While Republicans have criticized Obama for not engaging directly in the supercommittee negotiations, his hands-off approach was calculated, coming in the aftermath of his own failed attempts to strike a deficit deal with House Speaker John Boehner, R-Ohio. In a gridlocked Congress, Obama is more likely to lose if he gets deeply involved.
The detachment allows him to set a clear dividing line for voters, one in which he can cast Republicans as protecting the rich. It's a stance that for now has political appeal.
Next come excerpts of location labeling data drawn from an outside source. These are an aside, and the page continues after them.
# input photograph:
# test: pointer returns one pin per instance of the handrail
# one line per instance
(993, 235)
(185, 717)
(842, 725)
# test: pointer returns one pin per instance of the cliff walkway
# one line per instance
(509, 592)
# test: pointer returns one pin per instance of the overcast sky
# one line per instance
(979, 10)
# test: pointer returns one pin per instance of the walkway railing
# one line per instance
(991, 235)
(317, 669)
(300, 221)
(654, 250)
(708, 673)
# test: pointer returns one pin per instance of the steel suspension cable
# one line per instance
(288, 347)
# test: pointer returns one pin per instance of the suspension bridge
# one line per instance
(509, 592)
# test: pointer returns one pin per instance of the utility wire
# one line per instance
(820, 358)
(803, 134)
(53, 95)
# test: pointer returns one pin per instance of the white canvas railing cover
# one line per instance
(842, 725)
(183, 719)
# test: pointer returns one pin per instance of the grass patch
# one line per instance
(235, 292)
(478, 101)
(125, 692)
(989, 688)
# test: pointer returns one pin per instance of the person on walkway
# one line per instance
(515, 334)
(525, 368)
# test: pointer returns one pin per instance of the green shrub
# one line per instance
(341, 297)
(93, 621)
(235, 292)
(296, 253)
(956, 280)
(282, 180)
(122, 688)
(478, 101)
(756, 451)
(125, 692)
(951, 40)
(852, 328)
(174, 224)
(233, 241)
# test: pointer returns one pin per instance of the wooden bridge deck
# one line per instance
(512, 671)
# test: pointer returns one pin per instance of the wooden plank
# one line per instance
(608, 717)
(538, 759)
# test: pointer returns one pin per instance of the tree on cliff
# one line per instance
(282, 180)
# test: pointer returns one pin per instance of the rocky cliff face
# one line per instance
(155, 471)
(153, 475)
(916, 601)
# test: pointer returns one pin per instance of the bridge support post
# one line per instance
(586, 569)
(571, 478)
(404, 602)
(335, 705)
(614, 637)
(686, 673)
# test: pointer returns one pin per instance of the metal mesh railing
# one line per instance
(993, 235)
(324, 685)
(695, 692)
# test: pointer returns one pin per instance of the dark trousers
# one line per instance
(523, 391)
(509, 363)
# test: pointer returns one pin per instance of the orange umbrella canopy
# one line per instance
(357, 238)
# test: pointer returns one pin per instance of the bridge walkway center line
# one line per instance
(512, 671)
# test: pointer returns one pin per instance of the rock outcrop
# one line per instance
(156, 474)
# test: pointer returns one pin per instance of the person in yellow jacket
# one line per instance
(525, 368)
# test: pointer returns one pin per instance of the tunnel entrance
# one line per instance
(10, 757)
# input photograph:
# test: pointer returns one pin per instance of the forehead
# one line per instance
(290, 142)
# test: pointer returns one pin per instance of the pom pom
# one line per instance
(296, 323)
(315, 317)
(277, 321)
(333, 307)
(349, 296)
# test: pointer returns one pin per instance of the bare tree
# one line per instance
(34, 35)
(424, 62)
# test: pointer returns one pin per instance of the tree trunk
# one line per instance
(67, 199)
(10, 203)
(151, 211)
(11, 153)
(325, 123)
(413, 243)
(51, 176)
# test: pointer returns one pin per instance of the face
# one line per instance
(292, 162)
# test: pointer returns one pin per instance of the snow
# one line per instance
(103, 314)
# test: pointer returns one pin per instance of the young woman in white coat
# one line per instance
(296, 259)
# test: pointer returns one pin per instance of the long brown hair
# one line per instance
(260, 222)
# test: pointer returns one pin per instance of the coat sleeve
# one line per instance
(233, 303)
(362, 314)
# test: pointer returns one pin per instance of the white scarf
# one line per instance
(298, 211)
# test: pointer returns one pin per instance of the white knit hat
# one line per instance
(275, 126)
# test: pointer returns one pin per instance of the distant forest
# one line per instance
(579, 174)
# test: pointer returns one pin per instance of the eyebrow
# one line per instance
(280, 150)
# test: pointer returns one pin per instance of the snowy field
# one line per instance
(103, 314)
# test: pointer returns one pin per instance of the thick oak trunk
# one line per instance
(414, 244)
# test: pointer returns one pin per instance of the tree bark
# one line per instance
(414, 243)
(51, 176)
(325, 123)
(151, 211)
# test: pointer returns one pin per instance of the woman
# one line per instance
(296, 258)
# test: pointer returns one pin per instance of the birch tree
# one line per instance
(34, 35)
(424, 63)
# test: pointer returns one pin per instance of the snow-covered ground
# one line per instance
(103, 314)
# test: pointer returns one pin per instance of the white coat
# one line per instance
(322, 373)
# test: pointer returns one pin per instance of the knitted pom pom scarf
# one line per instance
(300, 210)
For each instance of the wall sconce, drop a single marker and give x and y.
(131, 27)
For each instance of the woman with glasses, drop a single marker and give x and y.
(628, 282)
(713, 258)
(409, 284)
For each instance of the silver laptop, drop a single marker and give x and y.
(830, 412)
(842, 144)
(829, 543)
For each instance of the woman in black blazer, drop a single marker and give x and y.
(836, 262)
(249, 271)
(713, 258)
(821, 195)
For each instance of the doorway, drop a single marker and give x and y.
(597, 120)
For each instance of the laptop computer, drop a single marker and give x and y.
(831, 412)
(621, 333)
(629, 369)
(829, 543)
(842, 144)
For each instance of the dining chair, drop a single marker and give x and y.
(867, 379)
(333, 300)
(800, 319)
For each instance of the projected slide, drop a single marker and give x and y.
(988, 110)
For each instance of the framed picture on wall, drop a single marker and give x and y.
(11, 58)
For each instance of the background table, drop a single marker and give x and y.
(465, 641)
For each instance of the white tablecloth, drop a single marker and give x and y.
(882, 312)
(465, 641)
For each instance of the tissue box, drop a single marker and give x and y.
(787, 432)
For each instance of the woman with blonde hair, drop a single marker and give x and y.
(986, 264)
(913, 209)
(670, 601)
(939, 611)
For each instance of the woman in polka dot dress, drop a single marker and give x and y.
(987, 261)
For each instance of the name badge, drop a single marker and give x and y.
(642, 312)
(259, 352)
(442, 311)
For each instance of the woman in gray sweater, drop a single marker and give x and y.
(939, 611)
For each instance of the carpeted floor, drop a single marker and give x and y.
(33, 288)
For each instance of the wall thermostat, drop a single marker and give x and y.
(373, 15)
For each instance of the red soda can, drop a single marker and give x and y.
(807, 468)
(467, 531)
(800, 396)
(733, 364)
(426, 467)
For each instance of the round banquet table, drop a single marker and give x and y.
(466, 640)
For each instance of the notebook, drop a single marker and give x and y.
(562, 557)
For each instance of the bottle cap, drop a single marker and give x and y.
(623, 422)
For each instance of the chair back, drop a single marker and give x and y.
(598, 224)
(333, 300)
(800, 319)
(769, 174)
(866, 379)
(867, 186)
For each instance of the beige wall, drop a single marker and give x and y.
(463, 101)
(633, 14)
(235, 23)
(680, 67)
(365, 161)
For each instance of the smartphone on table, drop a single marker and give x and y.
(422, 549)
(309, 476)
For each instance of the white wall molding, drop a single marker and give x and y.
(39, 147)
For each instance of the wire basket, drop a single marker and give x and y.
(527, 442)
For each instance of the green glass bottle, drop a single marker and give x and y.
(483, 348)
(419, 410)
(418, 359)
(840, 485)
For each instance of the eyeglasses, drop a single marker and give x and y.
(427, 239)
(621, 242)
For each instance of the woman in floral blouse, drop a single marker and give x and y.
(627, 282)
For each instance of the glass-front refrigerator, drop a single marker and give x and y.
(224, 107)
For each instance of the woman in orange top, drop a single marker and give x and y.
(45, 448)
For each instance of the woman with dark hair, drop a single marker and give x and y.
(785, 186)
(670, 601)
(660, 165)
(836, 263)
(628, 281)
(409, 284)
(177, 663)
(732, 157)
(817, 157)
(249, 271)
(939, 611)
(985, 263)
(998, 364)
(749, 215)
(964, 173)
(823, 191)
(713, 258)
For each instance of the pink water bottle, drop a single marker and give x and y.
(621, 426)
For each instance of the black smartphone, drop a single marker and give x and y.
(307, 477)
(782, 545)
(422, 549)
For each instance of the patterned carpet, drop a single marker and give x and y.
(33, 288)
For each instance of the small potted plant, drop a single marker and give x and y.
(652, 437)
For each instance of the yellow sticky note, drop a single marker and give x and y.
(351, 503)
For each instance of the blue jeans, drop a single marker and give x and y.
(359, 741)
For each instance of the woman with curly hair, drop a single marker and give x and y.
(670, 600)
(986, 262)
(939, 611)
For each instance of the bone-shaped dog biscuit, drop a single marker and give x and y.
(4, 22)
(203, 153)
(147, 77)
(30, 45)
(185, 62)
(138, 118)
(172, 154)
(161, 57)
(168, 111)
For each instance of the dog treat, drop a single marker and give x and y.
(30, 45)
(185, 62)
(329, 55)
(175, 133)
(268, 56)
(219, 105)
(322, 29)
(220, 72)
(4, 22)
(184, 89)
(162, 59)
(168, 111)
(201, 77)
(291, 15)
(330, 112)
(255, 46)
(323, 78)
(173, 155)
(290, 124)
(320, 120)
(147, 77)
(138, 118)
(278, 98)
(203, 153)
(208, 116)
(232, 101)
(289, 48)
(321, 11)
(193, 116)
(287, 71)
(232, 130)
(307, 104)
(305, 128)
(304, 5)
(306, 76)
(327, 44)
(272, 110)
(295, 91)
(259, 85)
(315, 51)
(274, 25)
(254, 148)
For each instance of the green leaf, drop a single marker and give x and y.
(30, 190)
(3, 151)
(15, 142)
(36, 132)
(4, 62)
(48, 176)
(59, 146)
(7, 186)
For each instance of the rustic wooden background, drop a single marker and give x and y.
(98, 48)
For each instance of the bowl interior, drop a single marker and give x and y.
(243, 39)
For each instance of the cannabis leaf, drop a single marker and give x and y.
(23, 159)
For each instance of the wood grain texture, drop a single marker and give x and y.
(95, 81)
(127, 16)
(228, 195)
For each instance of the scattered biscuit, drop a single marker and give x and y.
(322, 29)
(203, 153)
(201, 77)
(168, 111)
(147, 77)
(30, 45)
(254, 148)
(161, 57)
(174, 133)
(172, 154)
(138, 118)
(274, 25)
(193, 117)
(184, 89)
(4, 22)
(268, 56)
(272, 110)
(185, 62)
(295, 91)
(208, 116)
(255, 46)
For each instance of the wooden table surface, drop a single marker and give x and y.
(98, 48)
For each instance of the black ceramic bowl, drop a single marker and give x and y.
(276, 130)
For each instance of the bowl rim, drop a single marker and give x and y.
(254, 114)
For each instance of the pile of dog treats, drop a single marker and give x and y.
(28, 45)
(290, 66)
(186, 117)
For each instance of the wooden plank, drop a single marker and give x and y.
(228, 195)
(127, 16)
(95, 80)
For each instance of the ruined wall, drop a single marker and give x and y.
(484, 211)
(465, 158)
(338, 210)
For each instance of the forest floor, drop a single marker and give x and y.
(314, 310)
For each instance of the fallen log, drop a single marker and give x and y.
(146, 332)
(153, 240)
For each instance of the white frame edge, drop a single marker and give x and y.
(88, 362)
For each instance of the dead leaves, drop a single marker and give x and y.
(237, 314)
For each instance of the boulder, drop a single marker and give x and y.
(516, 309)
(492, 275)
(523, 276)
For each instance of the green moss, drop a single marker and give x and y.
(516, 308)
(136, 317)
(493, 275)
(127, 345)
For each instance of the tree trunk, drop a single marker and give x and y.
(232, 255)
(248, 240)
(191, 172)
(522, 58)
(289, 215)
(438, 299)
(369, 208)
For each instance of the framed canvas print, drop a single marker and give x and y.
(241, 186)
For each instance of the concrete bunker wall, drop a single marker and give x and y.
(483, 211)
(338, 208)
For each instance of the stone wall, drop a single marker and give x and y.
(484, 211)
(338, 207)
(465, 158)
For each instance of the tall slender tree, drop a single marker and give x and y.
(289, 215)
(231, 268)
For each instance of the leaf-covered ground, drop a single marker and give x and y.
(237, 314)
A number of recent public opinion polls show that up to two-thirds of Americans support raising taxes on individuals earning more than $1 million, and about half favor raising taxes on families earning at least $250,000 a year.
Even if some Republicans were disposed to negotiate a new deficit-reduction plan, Obama's sharpening of the lines between the parties could drive them away.
"If the president has decided that he is now in full campaign mode, that's going to make things very difficult in terms of finding common ground," said David Winston, a GOP strategist who advises House Republican leaders.
Eager to maintain pressure on Congress, Obama this week issued a veto threat against any efforts to change the automatic spending cuts triggered by the supercommittee's inaction.
Aides said Obama did not prefer those cuts, but he made it clear that the threat of such cuts was essential to get Congress to act.
"There will be no easy off-ramps on this one," Obama said Monday. "We need to keep the pressure up to compromise, not turn off the pressure. The only way these spending cuts will not take place is if Congress gets back to work and agrees on a balanced plan to reduce the deficit by at least $1.2 trillion."
Republicans pounced on the veto threat, portraying Obama as indifferent to deep Pentagon reductions.
Republican presidential candidate Rick Perry, the governor of Texas, said he found the veto threat "reprehensible." He added: "If Leon Panetta is an honorable man, he should resign in protest."
But Democrats, and Obama in particular, don't feel as vulnerable on defense as the party once was. Aides point to foreign policy advances, the killing of Osama bin Laden and other al-Qaida leaders, and the drawdown of forces from Iraq and Afghanistan as evidence that Obama has credibility on military issues.
But Carney this week also said that if critics worry about maintaining defense spending levels, "There is an easy way out here, which is be willing to ask the wealthiest Americans to pay a little bit more in order to achieve this comprehensive and balanced deficit-reduction plan."